# Hymer pump not working



## tony5677 (Jul 9, 2007)

Hi,
Cam anyone help with some advice.
The water pump on my Hymer 640 is not working. I have checked the taps. You can hear the switches on all the taps, but the pump does not work.
I have connected a 12v battery to the pump and it works.
I have checked all the fuses under the front passenger seat, all are OK.
I cannot find any other fuse box.
The EHU is connected.
We are due to drive to spain in the next week.
Has anybody got any ideas what I can try Next?

Thanks


----------



## brandywine (Aug 28, 2007)

Have you got another set of fuses on your elektroblock? There should be one marked pumpe.

Regards


----------



## JohnsCrossMotorHomes (Jul 21, 2007)

Check the pressure (microswitch) on the pump, bridge the terminals with a short piece of wire or give it a tap with a screwdriver handle.

Peter

PS. whilst you are doing it leave a tap open in the sink


----------



## tony5677 (Jul 9, 2007)

*hymer pump*

Hi and thanks to both of you for the prompt replies.
I can only see one line of fuses on the elecroblock.
non of the fuses are marked with anything.
I have tried shorting out the pump, to no avail there is no power at the pump.

Thanks
Tony


----------



## JockandRita (Jun 1, 2005)

*Re: hymer pump*



tony5677 said:


> non of the fuses are marked with anything.
> I have tried shorting out the pump, to no avail there is no power at the pump.
> 
> Thanks
> Tony


Hi Tony,

On the Elektoblok EBL 4-105, the "PUMPE" fuse is orange coloured, 5 amp and is fifth down the line. Depending upon which model you have, it can't be to much different to yours.
If there is no power at the terminals to the pump, but your test shows that the pump works, then it is either a fuse gone, or a break in the circuit.

HTH,

Jock.

P.S. Is there any particular reason that this is in "Nature Watch", rather than in Tech / Mech Chat? :wink:


----------



## SaddleTramp (Feb 15, 2007)

I used to have an Hymer, It had a pump switch on/off on the display it was worked by pressing the water tank switch then pressing "Ok" this then used to display a Tap at the bottom of the screen and the pump used to work.


----------



## peedee (May 10, 2005)

I've never seen a Hymer Pump on any of my Nature Watches. Sorry couldn't resist it :lol: :lol: 

peedee


----------



## tony5677 (Jul 9, 2007)

Thanks for all your replies.
I dont know why its in Nature watch either.
It just shows that I know as much about putting questions on webb sites as I do about Hymer pumps.
I will take the front passenger seat out in the morning, as the electroblock is under it, to see if I can see any more fuses,
Thanks 
tony


----------



## JockandRita (Jun 1, 2005)

tony5677 said:


> It just shows that I know as much about putting questions on webb sites as I do about Hymer pumps.

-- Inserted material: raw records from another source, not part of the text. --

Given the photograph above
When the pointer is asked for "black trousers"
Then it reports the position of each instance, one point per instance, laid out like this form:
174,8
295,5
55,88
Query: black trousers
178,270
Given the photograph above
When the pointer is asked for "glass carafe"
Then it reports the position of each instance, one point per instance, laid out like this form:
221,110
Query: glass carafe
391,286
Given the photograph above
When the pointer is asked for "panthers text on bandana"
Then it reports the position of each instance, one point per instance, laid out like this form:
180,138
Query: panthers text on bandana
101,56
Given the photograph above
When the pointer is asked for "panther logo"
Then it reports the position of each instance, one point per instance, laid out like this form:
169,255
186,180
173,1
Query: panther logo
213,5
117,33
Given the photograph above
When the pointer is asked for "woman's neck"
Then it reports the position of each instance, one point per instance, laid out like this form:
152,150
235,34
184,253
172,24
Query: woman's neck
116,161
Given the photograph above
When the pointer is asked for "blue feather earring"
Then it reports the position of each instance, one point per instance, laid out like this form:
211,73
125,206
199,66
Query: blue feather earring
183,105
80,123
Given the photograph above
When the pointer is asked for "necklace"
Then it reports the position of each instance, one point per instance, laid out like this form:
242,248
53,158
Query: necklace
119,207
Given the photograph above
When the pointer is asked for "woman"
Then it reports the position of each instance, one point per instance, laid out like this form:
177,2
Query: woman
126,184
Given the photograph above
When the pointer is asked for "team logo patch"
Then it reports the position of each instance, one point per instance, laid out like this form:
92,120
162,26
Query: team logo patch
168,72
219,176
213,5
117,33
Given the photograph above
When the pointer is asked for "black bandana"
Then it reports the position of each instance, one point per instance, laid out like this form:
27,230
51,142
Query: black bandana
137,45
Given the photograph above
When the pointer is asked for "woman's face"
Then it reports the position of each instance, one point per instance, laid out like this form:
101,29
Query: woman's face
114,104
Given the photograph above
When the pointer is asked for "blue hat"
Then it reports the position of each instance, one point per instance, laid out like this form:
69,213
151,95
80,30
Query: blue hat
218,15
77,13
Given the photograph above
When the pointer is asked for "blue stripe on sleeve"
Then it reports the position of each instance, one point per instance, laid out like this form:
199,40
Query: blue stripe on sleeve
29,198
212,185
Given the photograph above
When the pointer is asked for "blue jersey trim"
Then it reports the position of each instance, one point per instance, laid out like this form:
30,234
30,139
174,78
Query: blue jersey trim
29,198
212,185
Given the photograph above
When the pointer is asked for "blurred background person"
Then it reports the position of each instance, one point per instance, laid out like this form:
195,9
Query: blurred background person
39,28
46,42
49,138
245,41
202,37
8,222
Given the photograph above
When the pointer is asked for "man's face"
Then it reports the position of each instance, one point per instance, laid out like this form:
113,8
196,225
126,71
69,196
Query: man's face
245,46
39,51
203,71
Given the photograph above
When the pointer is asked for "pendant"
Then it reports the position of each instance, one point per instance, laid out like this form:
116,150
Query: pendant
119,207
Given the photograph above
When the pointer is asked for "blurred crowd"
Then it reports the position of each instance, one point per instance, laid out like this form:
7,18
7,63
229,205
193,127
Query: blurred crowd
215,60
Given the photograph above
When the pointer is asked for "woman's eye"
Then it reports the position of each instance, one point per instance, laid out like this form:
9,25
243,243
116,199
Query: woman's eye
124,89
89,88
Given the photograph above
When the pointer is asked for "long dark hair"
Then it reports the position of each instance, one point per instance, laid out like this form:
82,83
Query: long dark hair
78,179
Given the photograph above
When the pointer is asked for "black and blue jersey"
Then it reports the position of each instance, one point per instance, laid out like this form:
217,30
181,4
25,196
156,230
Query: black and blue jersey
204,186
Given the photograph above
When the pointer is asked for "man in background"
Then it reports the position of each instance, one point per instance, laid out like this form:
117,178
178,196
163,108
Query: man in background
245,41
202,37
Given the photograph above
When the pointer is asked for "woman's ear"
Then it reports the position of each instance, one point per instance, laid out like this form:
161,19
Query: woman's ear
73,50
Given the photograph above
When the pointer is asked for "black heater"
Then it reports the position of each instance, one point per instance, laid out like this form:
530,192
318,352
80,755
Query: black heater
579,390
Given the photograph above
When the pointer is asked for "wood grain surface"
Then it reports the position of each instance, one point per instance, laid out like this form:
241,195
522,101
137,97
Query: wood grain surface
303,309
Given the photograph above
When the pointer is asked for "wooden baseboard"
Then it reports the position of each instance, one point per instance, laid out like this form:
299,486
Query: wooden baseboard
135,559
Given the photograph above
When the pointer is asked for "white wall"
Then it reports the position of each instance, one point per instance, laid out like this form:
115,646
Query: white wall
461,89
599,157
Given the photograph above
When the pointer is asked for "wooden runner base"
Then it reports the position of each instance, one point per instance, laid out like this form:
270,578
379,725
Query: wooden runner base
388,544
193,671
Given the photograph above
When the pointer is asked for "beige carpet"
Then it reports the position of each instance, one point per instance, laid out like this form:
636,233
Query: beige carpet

Don't worry about it Tony. We've all been down that route. :wink:

Remove the passenger seat to gain access to the Elektroblok?? Good grief. A tad inconvenient, or what? 

Hope you get sorted,

Jock.


----------



## SilverF1 (Feb 27, 2009)

I had a similar problem before Christmas. Switches going but no pump. 

Checked fuses etc. then found I'd inadvertently knocked the 12V system off by pressing the switch on the panel above the door...

Worth a check.


----------



## tony5677 (Jul 9, 2007)

Thanks for all the replies,
I have now given up and I am taking it to a caravan/ motorhome repairs
on Monday. 
I have checked every thing. All power both 12v and ehu is on, everything works except the pump.
It is obviously a fuse or a break in the circit,I CANNOT FIND THE FUSE.
Even the wife has looked( you know how we are told that we cannot find 
anything).

If all else fails, if there is no power to the pump circit, I will see if it is possible to connect another live connection to the pump.
The alternative is to just drink and wash in spanish wine for a month.

Thanks.


----------



## JockandRita (Jun 1, 2005)

tony5677 said:


> The alternative is to just drink and wash in spanish wine for a month.
> 
> Thanks.


That's not a bad alternative, especially if forced to drink, and wash in an "oak aged" Tempranillo. :lol:

Jock. :wink:


----------



## tony5677 (Jul 9, 2007)

Thanks to all motorhomers who have replied.
I took the Hymer into "Premier Towing Centre In Tipton West Midlands 0121 520 6858".
Within 15mins they had found the hidden fuse box. There is a panel that clips out from the side of the passenger seat.
The fuse had blown.
Again thanks to all.
I will still try to wash in wine.

Tony.


----------